From 22-27 July, the XIX International AIDS Conference is being held in Washington, DC, with an expected 20,000 delegates from nearly 200 countries in attendance. Convened by the International AIDS Society, this six-day meeting will bring together leaders in the fight against HIV to “translate recent momentous scientific advances into action that will address means to end the epidemic, within the current context of significant global economic challenges.” Daily highlights and a live webcast are available at the conference website.
In honor of the event, below is one of a series of blogs from our MCHIP experts in HIV and infectious diseases discussing the Program’s work to “turn the tide” on this pandemic. Other blogs in this series are:
A little over three years ago, HIV/AIDS care and treatment services in Ethiopia were not offered in many settings. Women who received antenatal care (ANC) and intrapartum care services in facilities without antiretroviral therapy (ART) service provision did not receive HIV counseling and testing (HCT). Moreover, women were expected to travel a long distance (4-8 hours) for testing and then received little to no follow-up if they tested HIV positive. And because ART is not provided in every facility, many women did not even start treatment or, if they started, they later dropped out, thereby exposing their newborns to HIV.
But now, as part of the national effort to increase the coverage of prevention of mother-to-child transmission of HIV (PMTCT), MCHIP is supporting the Ethiopian Government to take positive steps towards improving the provision of comprehensive maternal, newborn and child health (MNCH)/PMTCT services. In less than one year of implementation, three of the regions where MCHIP is working—Amhara, Oromia and SNNPR—are noting improvements from baseline data.

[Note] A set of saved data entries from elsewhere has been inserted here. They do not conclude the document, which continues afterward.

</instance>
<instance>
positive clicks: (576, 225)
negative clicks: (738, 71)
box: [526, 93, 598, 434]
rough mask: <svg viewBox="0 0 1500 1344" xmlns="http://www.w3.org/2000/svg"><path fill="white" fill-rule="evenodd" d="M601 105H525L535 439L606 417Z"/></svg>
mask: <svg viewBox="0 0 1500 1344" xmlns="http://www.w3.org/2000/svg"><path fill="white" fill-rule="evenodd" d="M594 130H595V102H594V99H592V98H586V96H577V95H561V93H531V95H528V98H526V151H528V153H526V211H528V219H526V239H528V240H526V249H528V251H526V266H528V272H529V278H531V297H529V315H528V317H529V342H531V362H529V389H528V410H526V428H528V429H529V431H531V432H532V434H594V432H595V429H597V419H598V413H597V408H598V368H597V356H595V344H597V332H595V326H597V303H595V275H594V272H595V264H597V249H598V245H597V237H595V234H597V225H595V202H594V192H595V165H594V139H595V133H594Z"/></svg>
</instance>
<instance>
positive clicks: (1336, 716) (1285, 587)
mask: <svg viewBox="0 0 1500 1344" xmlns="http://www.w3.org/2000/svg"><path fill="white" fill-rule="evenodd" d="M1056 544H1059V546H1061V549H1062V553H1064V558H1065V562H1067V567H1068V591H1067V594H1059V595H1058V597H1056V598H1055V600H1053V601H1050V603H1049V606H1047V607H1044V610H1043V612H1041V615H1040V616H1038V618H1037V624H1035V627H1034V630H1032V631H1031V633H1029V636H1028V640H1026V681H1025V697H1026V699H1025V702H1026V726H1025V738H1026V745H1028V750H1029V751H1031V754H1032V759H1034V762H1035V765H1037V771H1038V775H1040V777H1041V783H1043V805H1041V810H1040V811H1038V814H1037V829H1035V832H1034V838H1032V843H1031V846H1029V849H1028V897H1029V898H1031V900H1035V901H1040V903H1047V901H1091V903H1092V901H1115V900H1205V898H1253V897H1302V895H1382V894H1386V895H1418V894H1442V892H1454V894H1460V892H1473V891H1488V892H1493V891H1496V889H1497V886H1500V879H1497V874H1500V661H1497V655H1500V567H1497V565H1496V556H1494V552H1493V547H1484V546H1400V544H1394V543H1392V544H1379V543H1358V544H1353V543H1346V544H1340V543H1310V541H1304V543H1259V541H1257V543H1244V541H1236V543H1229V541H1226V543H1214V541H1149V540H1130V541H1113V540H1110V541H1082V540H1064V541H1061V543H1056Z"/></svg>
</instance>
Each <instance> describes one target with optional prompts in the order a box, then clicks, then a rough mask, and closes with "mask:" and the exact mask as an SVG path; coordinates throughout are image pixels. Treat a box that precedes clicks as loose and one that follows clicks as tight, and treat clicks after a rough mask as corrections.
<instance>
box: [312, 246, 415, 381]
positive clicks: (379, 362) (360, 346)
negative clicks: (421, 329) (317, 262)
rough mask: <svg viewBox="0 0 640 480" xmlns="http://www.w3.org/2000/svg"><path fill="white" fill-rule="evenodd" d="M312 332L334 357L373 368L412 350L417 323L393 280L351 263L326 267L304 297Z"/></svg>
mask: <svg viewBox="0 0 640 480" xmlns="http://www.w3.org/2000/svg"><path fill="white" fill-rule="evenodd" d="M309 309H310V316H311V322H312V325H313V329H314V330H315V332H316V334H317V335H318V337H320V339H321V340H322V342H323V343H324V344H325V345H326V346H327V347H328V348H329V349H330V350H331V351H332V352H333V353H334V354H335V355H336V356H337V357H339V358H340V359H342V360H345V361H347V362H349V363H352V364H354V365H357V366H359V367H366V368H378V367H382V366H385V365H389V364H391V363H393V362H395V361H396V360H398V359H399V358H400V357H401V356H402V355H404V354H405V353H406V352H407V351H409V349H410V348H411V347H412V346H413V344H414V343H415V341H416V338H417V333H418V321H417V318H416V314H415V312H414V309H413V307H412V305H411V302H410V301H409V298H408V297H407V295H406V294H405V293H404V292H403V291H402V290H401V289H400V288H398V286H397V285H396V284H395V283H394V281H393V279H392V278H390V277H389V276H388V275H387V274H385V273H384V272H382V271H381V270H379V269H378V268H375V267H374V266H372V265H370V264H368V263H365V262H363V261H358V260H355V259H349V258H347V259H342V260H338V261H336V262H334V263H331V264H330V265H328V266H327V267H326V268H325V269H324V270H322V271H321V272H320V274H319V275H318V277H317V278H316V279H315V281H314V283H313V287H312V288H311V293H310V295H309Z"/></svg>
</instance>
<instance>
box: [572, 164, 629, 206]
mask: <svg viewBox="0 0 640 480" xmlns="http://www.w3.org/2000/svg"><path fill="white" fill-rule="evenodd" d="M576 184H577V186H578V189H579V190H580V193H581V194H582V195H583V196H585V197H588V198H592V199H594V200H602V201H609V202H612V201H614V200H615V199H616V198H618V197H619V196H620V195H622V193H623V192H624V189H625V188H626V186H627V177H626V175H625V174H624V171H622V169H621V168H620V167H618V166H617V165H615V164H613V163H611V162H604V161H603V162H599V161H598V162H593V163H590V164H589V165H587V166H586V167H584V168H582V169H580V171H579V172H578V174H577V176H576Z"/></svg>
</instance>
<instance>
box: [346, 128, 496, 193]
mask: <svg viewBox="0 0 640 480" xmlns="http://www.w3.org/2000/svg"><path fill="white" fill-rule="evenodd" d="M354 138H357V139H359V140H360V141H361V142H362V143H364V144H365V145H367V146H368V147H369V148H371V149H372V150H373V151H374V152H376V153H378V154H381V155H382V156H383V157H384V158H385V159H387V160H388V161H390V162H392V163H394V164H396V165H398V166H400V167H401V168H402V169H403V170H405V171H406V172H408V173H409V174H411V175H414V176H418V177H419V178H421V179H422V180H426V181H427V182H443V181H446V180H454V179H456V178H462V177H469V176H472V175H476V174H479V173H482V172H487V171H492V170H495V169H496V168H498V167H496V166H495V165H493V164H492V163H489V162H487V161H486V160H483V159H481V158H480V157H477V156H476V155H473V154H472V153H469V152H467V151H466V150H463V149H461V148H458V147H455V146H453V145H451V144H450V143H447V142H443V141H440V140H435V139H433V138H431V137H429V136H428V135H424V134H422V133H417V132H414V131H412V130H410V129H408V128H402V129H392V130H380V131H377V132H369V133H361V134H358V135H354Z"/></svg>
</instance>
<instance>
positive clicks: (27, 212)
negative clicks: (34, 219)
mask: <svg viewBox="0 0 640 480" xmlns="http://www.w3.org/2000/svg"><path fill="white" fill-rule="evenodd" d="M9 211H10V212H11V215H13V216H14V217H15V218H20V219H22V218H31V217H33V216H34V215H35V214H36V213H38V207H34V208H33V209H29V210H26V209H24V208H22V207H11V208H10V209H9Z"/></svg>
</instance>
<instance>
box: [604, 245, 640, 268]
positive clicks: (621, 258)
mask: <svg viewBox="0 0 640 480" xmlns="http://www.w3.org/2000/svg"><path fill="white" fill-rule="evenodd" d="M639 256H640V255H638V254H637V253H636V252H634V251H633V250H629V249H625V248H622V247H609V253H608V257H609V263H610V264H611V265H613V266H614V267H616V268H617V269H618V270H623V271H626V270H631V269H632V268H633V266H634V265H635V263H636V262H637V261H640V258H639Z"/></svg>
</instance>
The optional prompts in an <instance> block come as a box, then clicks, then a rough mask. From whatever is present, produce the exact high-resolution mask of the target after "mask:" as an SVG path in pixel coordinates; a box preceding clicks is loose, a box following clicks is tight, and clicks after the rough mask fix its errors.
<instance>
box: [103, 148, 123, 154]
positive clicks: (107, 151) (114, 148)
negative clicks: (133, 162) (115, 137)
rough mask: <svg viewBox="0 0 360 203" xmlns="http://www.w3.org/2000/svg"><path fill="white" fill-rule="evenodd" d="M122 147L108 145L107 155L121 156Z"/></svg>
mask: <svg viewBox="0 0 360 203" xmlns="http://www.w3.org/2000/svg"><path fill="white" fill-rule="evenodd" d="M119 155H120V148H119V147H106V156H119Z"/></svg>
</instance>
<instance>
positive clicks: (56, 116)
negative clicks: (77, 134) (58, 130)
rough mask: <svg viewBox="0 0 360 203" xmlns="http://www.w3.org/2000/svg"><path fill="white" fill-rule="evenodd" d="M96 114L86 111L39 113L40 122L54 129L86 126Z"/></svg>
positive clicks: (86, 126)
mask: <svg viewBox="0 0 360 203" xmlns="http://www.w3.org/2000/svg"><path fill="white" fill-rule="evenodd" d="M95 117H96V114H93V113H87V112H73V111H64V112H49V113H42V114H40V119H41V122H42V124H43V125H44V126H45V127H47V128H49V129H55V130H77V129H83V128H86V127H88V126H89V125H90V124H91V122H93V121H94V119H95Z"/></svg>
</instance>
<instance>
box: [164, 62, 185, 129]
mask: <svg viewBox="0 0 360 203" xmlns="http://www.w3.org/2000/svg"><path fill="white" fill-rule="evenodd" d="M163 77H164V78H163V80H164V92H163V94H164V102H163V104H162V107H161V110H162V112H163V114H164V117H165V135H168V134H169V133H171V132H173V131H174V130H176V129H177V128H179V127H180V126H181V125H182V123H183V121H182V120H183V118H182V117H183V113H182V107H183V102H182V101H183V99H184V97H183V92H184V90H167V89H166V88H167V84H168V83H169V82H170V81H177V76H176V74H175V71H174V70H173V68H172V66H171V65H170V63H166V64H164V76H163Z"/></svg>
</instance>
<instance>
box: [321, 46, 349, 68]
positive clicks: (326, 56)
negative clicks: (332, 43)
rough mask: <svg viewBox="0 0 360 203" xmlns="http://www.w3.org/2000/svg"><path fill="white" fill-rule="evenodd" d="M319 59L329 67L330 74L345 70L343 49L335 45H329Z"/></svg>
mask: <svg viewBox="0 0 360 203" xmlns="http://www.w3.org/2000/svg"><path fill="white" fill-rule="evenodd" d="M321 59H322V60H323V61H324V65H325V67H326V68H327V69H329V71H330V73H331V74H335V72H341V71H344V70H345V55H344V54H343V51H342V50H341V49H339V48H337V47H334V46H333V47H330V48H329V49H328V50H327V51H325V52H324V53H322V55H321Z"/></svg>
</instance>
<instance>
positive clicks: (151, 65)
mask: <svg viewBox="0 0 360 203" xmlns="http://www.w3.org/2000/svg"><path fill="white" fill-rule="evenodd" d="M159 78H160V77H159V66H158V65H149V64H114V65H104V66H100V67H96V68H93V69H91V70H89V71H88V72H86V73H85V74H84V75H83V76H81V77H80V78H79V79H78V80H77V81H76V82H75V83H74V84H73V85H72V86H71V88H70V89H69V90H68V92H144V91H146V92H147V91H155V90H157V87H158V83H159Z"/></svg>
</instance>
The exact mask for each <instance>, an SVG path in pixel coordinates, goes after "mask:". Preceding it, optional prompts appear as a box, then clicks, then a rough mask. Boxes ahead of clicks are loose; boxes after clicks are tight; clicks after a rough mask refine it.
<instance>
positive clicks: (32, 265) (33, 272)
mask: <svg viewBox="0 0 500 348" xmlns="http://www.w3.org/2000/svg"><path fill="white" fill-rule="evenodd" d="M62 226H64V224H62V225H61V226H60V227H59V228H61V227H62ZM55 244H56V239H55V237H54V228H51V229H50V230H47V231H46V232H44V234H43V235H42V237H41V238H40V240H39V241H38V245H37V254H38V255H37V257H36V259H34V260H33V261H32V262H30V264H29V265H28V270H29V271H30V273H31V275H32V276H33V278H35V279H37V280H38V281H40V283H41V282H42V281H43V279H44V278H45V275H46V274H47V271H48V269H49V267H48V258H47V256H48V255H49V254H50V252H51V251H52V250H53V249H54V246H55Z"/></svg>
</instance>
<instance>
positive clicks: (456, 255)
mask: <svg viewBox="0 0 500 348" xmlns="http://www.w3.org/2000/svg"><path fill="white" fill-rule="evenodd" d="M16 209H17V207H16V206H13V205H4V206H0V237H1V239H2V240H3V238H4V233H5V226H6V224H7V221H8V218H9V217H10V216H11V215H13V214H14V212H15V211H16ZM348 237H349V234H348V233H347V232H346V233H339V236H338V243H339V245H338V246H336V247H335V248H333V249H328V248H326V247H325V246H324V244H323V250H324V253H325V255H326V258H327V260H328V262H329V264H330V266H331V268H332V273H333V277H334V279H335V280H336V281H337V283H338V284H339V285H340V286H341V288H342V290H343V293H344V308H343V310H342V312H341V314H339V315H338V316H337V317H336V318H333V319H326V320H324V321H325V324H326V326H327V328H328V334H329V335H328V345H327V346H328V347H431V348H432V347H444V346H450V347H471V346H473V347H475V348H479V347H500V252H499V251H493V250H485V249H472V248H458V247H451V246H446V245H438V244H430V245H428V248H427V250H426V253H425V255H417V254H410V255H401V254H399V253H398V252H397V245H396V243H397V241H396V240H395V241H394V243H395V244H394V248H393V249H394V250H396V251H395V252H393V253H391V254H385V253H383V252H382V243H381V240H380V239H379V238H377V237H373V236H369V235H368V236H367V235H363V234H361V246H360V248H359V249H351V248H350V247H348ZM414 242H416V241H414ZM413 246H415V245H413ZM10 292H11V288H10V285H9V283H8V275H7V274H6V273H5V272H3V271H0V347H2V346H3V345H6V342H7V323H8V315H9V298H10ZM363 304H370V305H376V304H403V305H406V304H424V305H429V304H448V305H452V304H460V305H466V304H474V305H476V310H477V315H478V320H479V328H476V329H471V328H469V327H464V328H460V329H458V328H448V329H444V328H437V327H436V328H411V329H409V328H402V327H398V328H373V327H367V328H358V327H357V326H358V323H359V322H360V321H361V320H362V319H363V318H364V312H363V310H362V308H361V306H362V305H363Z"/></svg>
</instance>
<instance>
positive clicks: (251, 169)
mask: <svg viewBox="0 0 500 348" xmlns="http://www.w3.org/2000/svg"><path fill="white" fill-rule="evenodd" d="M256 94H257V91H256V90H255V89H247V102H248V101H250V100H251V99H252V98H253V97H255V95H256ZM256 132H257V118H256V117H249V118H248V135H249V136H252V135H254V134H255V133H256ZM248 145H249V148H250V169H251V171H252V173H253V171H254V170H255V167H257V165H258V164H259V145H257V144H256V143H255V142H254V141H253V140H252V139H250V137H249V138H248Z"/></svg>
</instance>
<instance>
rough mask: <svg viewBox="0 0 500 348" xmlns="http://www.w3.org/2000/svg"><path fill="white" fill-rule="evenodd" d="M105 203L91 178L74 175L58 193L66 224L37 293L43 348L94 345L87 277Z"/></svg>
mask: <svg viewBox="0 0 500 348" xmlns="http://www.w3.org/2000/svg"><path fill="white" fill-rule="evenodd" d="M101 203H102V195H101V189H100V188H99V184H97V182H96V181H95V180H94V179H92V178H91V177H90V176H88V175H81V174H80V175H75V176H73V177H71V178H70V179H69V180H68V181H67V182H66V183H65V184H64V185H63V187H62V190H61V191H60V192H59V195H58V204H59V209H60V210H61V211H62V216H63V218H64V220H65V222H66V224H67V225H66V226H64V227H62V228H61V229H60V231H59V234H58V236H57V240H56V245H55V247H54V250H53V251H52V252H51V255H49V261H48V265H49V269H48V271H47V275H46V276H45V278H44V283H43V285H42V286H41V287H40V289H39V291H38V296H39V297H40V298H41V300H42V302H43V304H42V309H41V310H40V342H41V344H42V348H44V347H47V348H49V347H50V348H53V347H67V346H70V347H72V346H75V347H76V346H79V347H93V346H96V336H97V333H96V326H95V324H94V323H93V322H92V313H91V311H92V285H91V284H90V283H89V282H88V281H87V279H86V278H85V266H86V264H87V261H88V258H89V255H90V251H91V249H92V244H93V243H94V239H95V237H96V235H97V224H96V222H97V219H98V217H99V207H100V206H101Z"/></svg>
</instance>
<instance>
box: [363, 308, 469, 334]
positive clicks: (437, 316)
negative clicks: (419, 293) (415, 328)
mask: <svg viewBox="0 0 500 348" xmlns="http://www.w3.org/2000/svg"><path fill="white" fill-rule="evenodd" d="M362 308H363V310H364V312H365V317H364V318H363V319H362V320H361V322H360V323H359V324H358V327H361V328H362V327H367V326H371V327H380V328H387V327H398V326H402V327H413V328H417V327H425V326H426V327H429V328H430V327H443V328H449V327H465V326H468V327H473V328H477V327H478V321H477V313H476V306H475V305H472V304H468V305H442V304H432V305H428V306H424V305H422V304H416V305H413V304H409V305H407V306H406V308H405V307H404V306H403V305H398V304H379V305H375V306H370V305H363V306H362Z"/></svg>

In these regions, there were 19 health centers that did not provide PMTCT services; even in places where HCT was provided, only 58% of women attending ANC were being counseled and tested for the virus. In order to address the low PMTCT coverage in ANC settings, MCHIP identified sites that are not supported by other partners and conducted a baseline assessment to identify service delivery gaps, and provided technical assistance to regional health bureaus on improving the quality of service delivery, and post-training follow up.
As a result, to date:
36 nurses, midwives and health officers have been trained on comprehensive MNCH/PMTCT service delivery;
PMTCT services have been initiated in 18 new health centers in 3 regions where there were no previous services;
941 (78%) pregnant and 62 delivering mothers who visited the 18 health centers for ANC and labor and delivery were able to get access to HIV testing—a significant improvement from the baseline of 58%;
Out of the 941, 3 pregnant mothers tested HIV positive and were successfully referred and linked to the nearest ART sites for antiretroviral (ARV) prophylaxis. These women are being followed up and remain on treatment.
Moreover, of those women who came for ANC, 120 (12.8%) were provided with counseling and testing with their male partners. This is a step forward in supporting the government’s PMTCT accelerated plan, which was endorsed December 2011. The plan was designed to rapidly increase service provision sites, improve the quality of services, and increase utilization so as to reach the ambitious goals set in the Government of Ethiopia’s Health Sector Development Plan to provide ARVs for PMTCT to 80% of eligible pregnant women by 2015. The Government of Ethiopia is currently adopting Option A of the WHO guidelines (2010).
The other contribution MCHIP is making is in integration of MNCH and PMTCT services to address the four prongs in PMTCT. Through a collaboration with facility-based health care providers and community-based health extension workers (HEWs), the HEWs received a knowledge update on PMTCT and discussed integration of testing at various service delivery points. HEWs in turn pass the information on to their communities. There is now an increasing awareness among mothers of the importance of HCT, and when they attend the health center for family planning, immunization and under-fives services, they are requesting and receiving HCT. Over a six week period in six health centers, 327 mothers came for HCT after being referred by HEWs.
Integrating MNCH and PMTCT services is a crucial a step in averting new HIV infections in newborns. MCHIP once again reaffirms the global consensus on bringing effective interventions together and aims to ensure that every pregnancy is wanted. This is achieved through universal access to voluntary contraception integrated with HIV prevention (dual protection) for the survival of the mother and to ensure that every child is born free of HIV and every childbirth is safe.
A regular supportive follow up phone call is carried out by MCHIP Ethiopia’s PMTCT advisor, an opportunity to provide technical guidance to the recently trained health care providers on issues such as HIV testing algorithm, integration of PMTCT with other MNCH services, and tracing mechanisms of lost to follow up from ANC, and partner testing. This provides real time support and also ensures that program implementers are able to respond to concerns when the happen.
We know that the combination of political commitment, the right policies, financing, and service delivery that reaches the community will make rapid maternal and child health progress possible, even in a resource-constrained settings such as Ethiopia, and we will continue to collaborate with the Government of Ethiopia in turning the tide.